Four years ago I almost died in hospital when the staff diagnosed me with a burst appendix but waited 13 hours before operating. It had by then become septic and my fevers increased to the point where I blacked out. I was then rushed into surgery.
I then spent the next 6 weeks in hospital. It was excruciating as I had intense fevers every couple of hours. I was on high doses of morphine for the pain and couldn't think or function. Nothing was working so they put me on more and more powerful antibiotics. I recall after weeks of deliberation that they started to closely monitor my blood before they gave me one particular antibiotic. I researched it on the internet. If given too much of this powerful antibiotic it could leave me permanently deaf and have I'd balance problems for life.
I was in a ward with a lot of elderly people who I knew may not be going home. It was very sobering. I recall being so weak that it took me a half hour to walk 15 meters to the window overlooking the car park. Far down below I could see everyone going about their lives. I wanted desperately to be down there.
I knew that one day as an elderly person I would be back in this same hospital just like my fellow companions. This is going to be inevitable for all of us.
When I was discharged I stood on the street and looked back up to the window I had been looking down from all those weeks. I promised myself that between that day and the day of my inevitable return to that window that I would live everyday to the maximum. I would follow my dreams.
Even at home I still needed strong intravenous antibiotics for weeks so I asked that they show me how I could do it and a learned the procedure. I hooked up the antibiotics and continued working on the edit and visual effects of my first feature film THE CURE. All efforts to raise post production funding had failed so rather than have all the footage we'd shot sit collecting dust I started editing it myself.

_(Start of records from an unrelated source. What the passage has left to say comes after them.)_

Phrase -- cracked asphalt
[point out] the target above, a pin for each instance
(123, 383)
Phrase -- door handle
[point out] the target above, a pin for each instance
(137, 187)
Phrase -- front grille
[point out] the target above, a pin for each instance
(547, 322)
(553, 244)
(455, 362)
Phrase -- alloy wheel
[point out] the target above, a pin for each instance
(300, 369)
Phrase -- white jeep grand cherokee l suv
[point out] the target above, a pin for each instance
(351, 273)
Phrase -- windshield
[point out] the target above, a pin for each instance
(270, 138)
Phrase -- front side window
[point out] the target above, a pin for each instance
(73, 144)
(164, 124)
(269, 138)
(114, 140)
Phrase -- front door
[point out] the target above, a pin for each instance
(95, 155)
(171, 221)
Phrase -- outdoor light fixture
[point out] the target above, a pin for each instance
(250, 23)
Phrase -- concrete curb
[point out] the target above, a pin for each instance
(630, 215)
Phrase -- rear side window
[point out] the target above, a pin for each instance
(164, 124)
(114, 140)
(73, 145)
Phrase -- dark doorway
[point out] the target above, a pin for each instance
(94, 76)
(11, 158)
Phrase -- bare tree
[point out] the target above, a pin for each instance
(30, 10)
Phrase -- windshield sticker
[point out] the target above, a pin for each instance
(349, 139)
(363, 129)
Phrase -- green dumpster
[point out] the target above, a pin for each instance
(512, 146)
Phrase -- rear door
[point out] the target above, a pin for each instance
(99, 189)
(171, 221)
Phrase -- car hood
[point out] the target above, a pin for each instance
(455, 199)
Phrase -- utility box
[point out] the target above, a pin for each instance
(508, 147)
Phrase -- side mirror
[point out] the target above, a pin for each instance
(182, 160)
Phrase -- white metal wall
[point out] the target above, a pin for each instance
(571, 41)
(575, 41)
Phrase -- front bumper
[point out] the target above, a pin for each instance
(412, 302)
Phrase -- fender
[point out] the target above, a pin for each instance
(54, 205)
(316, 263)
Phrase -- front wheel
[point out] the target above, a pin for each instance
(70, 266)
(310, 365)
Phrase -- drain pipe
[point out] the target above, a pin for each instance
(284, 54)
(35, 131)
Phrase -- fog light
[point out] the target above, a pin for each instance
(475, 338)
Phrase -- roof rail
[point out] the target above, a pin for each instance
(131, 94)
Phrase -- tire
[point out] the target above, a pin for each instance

The antibiotics were very strong so I could only work about four hours per day before they knocked me flat. I then slept for six hours then repeated.
Two other people handled the sound and music and I did the rest: edit, visual effects, grading, legals, deliverables, etc. With just a team of three people we completed the entire post production for a feature film.
It was very tough and many months of work but I just repeated the same words I repeated when the waves of fever and pain would hit me in hospital. I would grit my teeth and say "I can do this. I AM doing this."